The letter of intent is to be
sent by the date listed at the beginning of this document.
The letter of intent
should be sent to:
Sidney M. Stahl, Ph.D.
Chief, Individual
Behavioral Processes Branch
Behavioral and Social Research Program
National Institute on
Aging
7201 Wisconsin Ave.,
#533
Bethesda, MD 20892
Telephone: (301) 402-4156
FAX: (301) 402-0051
Email: stahls@nia.nih.gov
3.B.
Sending an Application to the NIH
Applications must be
prepared using the research grant applications found in the PHS 398
instructions for preparing a research grant application. Submit a signed,
typewritten original of the application, including the checklist, and three signed photocopies in one
package to:
Center for Scientific Review
National Institutes of Health
6701 Rockledge Drive, Room 1040, MSC 7710
Bethesda, MD 20892-7710 (U.S. Postal Service Express
or regular mail)
Bethesda, MD 20817 (for express/courier service;
non-USPS service)
Personal deliveries of
applications are no longer permitted (see http://grants.nih.gov/grants/guide/notice-files/NOT-OD-03-040.html).
At the time of
submission, two additional copies of the application and all copies of the
appendix material must be sent to:
Dr. Mary Nekola
Chief, Scientific Review Office
National Institute on Aging
7201 Wisconsin Ave.
GW/2C212
Bethesda, MD 20892
Telephone: (301) 402-7702
FAX: (301) 402-0066
Email: nekolam@nia.nih.gov
Using
the RFA Label: The RFA label available in the PHS 398 application
instructions must be affixed to the bottom of the face page of the application.

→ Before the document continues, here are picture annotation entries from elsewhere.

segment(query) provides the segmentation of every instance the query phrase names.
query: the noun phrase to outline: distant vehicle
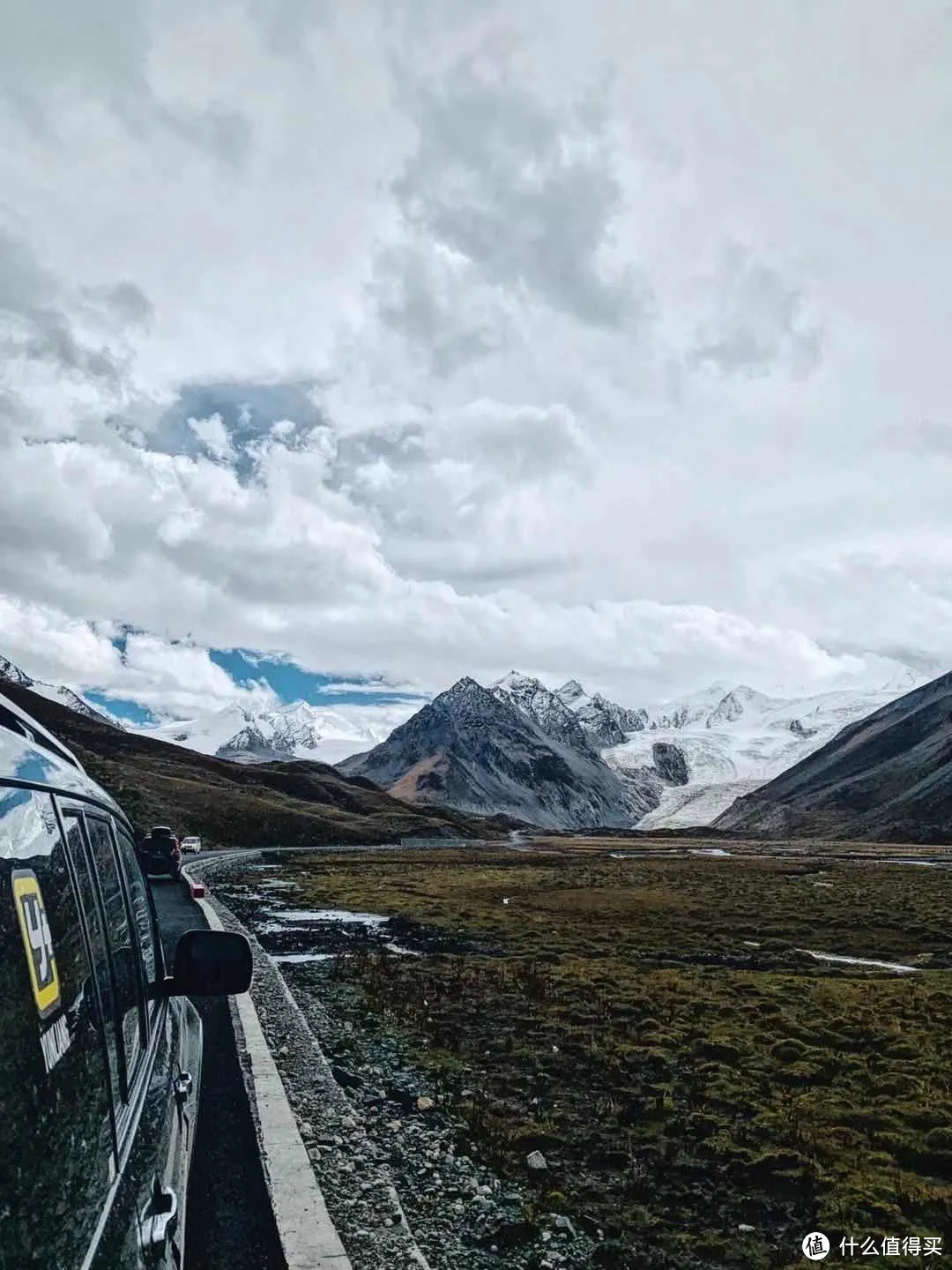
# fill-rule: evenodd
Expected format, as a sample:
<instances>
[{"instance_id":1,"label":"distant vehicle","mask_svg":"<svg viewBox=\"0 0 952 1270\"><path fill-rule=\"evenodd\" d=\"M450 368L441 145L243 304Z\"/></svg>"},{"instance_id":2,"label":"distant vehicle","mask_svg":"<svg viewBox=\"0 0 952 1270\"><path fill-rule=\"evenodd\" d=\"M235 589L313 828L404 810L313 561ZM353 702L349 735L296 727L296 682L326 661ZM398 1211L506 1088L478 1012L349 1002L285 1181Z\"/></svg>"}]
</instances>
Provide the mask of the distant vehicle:
<instances>
[{"instance_id":1,"label":"distant vehicle","mask_svg":"<svg viewBox=\"0 0 952 1270\"><path fill-rule=\"evenodd\" d=\"M188 1264L202 1083L189 997L246 992L248 940L187 931L166 973L132 827L0 696L0 1266Z\"/></svg>"},{"instance_id":2,"label":"distant vehicle","mask_svg":"<svg viewBox=\"0 0 952 1270\"><path fill-rule=\"evenodd\" d=\"M156 824L138 845L138 859L149 878L182 876L182 847L168 824Z\"/></svg>"}]
</instances>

Type the RFA number on the label. Failure to use this label could result in
delayed processing of the application such that it may not reach the review
committee in time for review. In addition, the RFA title and number must be
typed on line 2 of the face page of the application form and the YES box must
be marked. The RFA label is also available at: http://grants.nih.gov/grants/funding/phs398/labels.pdf.
3.C. Application
Processing
Applications must be received on or before the
application receipt date(s) described above (Section IV.3.A.).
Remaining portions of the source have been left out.